When the Trudeau government acknowledged in early March that the 2021 federal budget would be late this year, the pandemic was blamed.
The pandemic is certainly part of the reason we will have to wait until mid-April at the earliest for the first federal budget in two years. But Covid-19 can’t take all the blame. The Liberals would have to be crazy not to be timing their budget around a possible June election.
Finance Minister Crystia Freeland gave us a clue the budget would not be in March when she announced a series of virtual townhalls — really glorified focus groups — that ran until mid-February. In the short term, the Liberals have retained their strength in the polls. Justin Trudeau is shaking off criticism over the delivery of vaccines as supply increases.
So a budget in April or May would be ideal for a government planning an election in June — or at least keeping that option open.
The NDP has announced in advance it will support the 2021 budget, which removes the threat of a non-confidence vote. And the Conservatives are too busy figuring out who they are to be a threat to anyone.
Thanks to Covid-19, big government is fashionable again, as are stimulus budgets. Freeland used the fall economic statement in November to front-load a deficit of $400 billion — or 20% of GDP — and $100 billion in stimulus spending over three years, and the public accepted those numbers easily. So did financial markets.
Several international financial institutions like the IMF and OECD have said governments should err on the side of more rather than less with pandemic recovery spending. And it won’t be too hard for the Liberals to plant a message of “Re-elect us and make sure you get all this stimulus” with millennials and Generation Z voters.
The immediate prospects of the budget being a political success before an election are very good, especially with the economy showing signs of renewed growth.
But in the long term, the government must win the confidence of financial markets, CEOs, economists and all those other annoying people who insist on things like fiscal anchors and realistic projections. Criticism from this crowd can have an effect on public confidence, so the Liberals will have to come up with a credible plan.

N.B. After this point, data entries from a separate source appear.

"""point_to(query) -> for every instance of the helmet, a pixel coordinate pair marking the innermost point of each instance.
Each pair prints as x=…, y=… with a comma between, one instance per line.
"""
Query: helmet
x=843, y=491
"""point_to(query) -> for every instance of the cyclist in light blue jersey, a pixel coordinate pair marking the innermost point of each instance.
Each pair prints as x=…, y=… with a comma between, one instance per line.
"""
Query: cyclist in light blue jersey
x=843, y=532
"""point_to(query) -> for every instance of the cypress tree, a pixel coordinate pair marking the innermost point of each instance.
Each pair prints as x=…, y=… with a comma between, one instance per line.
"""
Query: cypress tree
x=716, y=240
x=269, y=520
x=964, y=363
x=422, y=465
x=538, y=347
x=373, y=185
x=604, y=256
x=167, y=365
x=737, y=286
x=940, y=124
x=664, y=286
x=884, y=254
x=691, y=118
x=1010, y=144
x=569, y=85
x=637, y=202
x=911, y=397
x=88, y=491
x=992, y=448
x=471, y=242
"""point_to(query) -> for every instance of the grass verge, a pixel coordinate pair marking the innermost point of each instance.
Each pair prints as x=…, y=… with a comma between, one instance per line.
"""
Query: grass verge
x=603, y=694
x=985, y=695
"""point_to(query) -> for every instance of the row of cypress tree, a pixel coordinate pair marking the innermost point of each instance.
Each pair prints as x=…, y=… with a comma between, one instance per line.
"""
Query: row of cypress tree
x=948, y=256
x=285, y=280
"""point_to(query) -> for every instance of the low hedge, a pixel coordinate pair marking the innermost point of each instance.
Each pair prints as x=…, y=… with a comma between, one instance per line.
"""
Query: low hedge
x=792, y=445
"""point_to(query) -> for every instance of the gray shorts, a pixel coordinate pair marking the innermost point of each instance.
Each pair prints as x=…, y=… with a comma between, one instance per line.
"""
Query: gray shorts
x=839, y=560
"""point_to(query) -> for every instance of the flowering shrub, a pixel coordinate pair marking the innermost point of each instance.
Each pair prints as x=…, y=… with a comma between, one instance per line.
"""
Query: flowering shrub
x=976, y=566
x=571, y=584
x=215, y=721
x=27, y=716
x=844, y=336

When the Liberals took office in 2015, Canada’s fiscal anchor was a balanced budget. But the Liberals were able to deftly change the fiscal anchor before the 2019 election to a low debt-to-GDP ratio — the lowest in the G7, as they continually reminded us.
Now, the federal debt-to-GDP has ballooned from 31% in 2019 to 50.7% at the end of 2020. So much for that fiscal anchor.

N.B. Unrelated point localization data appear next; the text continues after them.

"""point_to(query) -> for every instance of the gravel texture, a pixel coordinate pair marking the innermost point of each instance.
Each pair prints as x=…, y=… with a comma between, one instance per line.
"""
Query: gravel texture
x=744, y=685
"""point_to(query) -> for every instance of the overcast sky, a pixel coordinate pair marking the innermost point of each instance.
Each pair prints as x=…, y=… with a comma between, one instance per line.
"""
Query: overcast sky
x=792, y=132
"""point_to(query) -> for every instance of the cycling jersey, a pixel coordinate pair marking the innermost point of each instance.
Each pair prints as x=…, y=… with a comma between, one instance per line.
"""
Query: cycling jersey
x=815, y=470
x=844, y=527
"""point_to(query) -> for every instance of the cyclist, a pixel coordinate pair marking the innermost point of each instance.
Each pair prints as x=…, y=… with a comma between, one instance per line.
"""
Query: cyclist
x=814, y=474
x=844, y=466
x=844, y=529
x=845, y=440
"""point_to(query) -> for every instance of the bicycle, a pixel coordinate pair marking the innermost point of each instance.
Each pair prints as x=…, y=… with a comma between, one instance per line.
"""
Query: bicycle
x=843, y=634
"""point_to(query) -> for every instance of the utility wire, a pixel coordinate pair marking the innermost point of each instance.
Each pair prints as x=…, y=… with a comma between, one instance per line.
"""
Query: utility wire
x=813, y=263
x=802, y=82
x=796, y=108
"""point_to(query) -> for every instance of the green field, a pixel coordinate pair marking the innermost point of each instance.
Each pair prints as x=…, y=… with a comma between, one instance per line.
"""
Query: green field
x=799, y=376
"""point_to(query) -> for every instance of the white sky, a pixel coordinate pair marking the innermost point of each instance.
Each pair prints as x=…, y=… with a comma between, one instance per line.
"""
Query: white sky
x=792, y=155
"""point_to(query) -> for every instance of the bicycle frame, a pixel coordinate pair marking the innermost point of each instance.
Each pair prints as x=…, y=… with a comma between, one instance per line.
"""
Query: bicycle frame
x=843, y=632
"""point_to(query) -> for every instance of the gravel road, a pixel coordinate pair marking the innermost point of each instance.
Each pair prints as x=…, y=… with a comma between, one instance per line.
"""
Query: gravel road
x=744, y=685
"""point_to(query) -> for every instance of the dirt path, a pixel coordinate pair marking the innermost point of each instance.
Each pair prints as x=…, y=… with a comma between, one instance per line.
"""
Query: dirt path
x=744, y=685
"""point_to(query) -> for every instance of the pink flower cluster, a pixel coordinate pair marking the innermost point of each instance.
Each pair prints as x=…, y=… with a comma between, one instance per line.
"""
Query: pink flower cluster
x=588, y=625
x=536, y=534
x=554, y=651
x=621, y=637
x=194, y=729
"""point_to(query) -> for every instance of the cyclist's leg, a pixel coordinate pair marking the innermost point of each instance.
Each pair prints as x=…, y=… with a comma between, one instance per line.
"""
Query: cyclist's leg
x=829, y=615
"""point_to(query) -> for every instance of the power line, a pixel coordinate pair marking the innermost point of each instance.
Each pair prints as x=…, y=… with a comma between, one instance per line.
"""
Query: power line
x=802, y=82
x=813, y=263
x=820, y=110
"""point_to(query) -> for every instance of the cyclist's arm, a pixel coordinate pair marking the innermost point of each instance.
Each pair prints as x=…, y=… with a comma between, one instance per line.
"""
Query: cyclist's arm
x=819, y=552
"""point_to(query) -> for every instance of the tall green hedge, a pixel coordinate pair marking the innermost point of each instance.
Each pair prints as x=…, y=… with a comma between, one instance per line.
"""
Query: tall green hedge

Fiscal anchors may be economist jargon, but they are important. When Canadians are no longer preoccupied with public health and start thinking more about public finances, a fiscal anchor — or lack of one — could be a major political issue.
Fiscal anchors are needed to maintain the confidence of lenders and global markets, as well as a positive business ecosystem. And, of course, the federal treasury has to have the capacity to handle an unforeseen crisis — like, say, a pandemic.
In its fall economic outlook, Bennett Jones LLP suggested the new fiscal anchor in the medium term could be limiting the costs of servicing federal debt to no more than 10% of government revenues. The current federal debt-service ratio is 7.4%.
This ratio will probably become the new fiscal anchor to get us through the pandemic recovery. But keeping it within 10% will mean holding spending down in the long term without amazingly robust growth and continued low inflation.
The balance of this decade is going to be interesting. The Liberals may now be in the best of times politically but in the worst of times after the pandemic, depending on growth and inflation.
The 2021 budget stands to be part of a short-term success that could include the Liberals’ re-election with a majority. But long term, this budget could be the beginning of the end of the Trudeau government through no fault of its own — especially if the Conservatives can finally get their act together.